We investigated the prognostic influence of both hepatoma-derived growth factor (HDGF) and p53 expression in head and neck cancer.
HDGF and p53 immunostaining was scored based on staining intensities and percentage of tumor cells stained using tissue microarray composed of total 102 head and neck cancer samples.
Over-expression of HDGF and p53 was observed in cancer compared with adjacent normal tissues (p<0.001). In multivariate analyses, tumors with higher nuclear and cytoplasmic HDGF staining scores (p=0.019), and tumors with cN1-cN2 (compared with cN0) (p=0.014), were associated with worse overall survival.
The increased expression of HDGF and p53 in the tumor compared with adjacent normal tissues could be a risk factor for tumorigenesis. Increased nuclear and cytoplasmic expression of HDGF, and cN staging correlated with overall survival and negatively influenced prognosis in head and neck cancer.
The increased expression of HDGF and p53 in the tumor compared with adjacent normal tissues could be a risk factor for tumorigenesis. Increased nuclear and cytoplasmic expression of HDGF, and cN staging correlated with overall survival and negatively influenced prognosis in head and neck cancer.

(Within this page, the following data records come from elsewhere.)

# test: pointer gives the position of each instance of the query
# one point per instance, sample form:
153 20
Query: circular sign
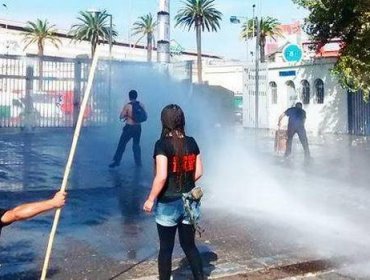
292 53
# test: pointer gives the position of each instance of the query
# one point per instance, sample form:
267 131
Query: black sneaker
113 164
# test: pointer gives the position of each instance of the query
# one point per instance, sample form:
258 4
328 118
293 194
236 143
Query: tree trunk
94 42
262 48
199 51
41 66
149 46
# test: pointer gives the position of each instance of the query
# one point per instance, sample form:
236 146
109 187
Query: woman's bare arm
29 210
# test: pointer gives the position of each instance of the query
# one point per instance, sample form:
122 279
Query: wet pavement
253 227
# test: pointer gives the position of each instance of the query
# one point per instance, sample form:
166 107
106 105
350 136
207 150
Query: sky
226 42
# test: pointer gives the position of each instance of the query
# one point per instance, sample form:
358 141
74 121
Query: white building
281 85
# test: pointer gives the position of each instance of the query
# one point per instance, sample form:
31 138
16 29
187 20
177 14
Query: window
291 93
305 92
273 91
319 91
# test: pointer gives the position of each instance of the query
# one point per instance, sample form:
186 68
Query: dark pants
301 131
167 241
128 132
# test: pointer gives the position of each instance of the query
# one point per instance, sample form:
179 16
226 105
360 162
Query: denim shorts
172 213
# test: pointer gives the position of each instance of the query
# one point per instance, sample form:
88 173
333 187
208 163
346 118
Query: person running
132 129
29 210
178 166
297 118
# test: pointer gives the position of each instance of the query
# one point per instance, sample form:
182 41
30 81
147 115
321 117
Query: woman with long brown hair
177 166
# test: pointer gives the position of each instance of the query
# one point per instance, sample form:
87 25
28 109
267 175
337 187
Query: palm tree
145 26
39 32
269 27
201 15
94 27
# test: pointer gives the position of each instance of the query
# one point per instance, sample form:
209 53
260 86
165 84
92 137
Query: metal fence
358 114
47 92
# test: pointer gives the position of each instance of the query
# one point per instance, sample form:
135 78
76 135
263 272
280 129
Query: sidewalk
264 217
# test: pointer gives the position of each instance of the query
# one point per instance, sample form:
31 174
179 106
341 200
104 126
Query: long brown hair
173 128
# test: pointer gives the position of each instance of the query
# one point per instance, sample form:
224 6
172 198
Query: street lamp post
256 58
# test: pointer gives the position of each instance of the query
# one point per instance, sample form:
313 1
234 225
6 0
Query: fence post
28 109
76 92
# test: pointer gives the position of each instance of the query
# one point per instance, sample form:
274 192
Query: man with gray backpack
133 113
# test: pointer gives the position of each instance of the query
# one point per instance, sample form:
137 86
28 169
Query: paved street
264 218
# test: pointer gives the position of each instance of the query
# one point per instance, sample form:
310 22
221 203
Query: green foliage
349 21
269 27
199 13
39 32
93 27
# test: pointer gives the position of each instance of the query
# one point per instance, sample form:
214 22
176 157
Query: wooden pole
69 162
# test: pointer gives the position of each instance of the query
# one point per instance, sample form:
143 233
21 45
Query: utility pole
256 59
163 43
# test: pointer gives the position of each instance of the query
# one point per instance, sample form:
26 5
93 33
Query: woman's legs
167 241
187 236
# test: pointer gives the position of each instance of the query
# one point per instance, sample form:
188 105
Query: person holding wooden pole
30 210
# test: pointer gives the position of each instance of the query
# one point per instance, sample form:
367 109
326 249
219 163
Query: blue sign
287 73
292 53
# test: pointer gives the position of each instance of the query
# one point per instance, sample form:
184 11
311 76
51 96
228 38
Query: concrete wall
329 117
223 73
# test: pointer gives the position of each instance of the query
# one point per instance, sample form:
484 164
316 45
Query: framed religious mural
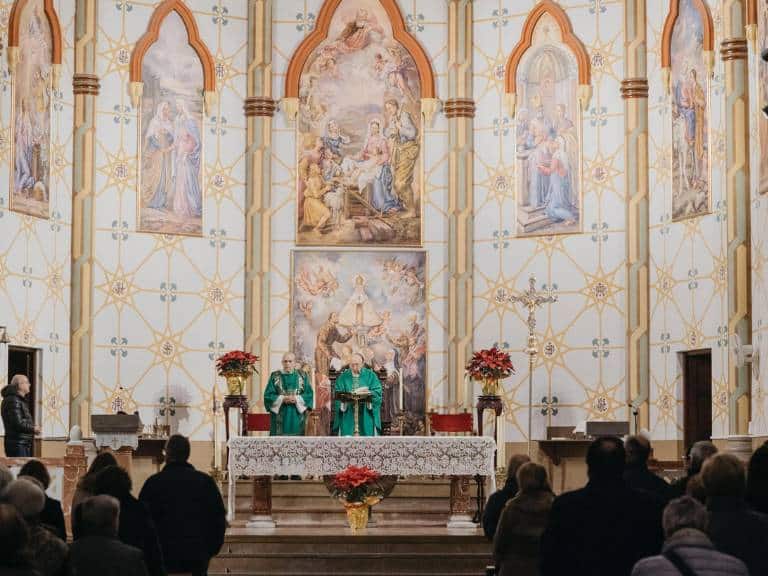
32 92
359 134
762 98
548 73
373 303
170 199
685 45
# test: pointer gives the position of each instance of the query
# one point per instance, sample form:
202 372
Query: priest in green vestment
287 398
358 377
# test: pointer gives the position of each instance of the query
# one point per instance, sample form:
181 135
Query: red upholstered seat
451 423
257 423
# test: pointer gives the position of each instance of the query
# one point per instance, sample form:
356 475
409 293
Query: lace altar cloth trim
116 441
388 455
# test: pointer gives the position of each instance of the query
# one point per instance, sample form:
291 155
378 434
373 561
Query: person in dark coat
733 527
15 557
499 499
605 527
97 551
636 473
136 527
517 541
52 515
19 427
188 511
757 480
685 525
697 455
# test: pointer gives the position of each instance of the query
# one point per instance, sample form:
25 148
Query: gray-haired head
684 512
26 495
99 516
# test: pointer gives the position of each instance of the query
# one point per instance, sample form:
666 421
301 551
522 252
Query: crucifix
531 299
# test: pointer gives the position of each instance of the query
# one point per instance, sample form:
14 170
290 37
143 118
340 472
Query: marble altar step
422 502
337 551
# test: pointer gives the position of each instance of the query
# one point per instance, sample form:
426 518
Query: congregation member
15 557
97 551
605 527
49 553
187 510
499 499
356 377
52 515
757 480
135 527
84 487
698 454
687 548
636 473
19 427
733 527
517 540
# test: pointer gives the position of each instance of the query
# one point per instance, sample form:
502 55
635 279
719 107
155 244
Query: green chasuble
287 419
370 414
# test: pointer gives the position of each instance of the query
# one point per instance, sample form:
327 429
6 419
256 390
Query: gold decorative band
734 49
86 84
634 88
459 108
259 106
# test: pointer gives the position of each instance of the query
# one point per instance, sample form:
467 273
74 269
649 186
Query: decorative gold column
259 109
459 108
634 91
733 50
85 86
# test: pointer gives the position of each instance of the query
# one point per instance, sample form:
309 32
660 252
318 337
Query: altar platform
325 550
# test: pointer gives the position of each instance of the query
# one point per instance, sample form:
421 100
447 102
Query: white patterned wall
689 300
427 20
166 305
35 252
582 337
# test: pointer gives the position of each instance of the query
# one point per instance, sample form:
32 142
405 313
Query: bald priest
287 398
358 379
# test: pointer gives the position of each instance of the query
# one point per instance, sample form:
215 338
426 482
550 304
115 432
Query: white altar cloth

Chloride intracellular channel protein (CLIC1), E- and P-cadherin (Ecad, Pcad) are certified factors of aggressivity, but they have not been studied in breast cancer to date. https://www.selleckchem.com/products/pf-06650833.html The aim was to study CLIC1, Ecad and Pcad impact on breast cancer in terms of defining new high-risk subgroups.
Ninety-seven breast cancer biopsies were immunohistochemically evaluated for CLIC1, Ecad and Pcad expression related to molecular subtypes. CLIC1 expression was assessed in both tumor cells (CLIC1T) and blood vessels (CLIC1V).
For 23% of Luminal A cases, both cadherins and CLIC1V were positive. Luminal B/HER2 subtype, had two specific phenotypes Ecad-/Pcad-/CLIC1T-/CLIC1V+ and Ecad+/Pcad-/CLIC1T-/CLIC1V+. All TNBC cases were clustered into two subgroups 60% were Ecad+/Pcad+/CLIC1T+/CLIC1V+) while 40% were Ecad+/Pcad+/CLIC1T+/CLIC1V-).
CLIC1, Ecad and Pcad association stratifies molecular types of breast cancer in subgroups that may explain different response to therapy and different aggressiveness previously observed by other authors within the same molecular subtype.
CLIC1, Ecad and Pcad association stratifies molecular types of breast cancer in subgroups that may explain different response to therapy and different aggressiveness previously observed by other authors within the same molecular subtype.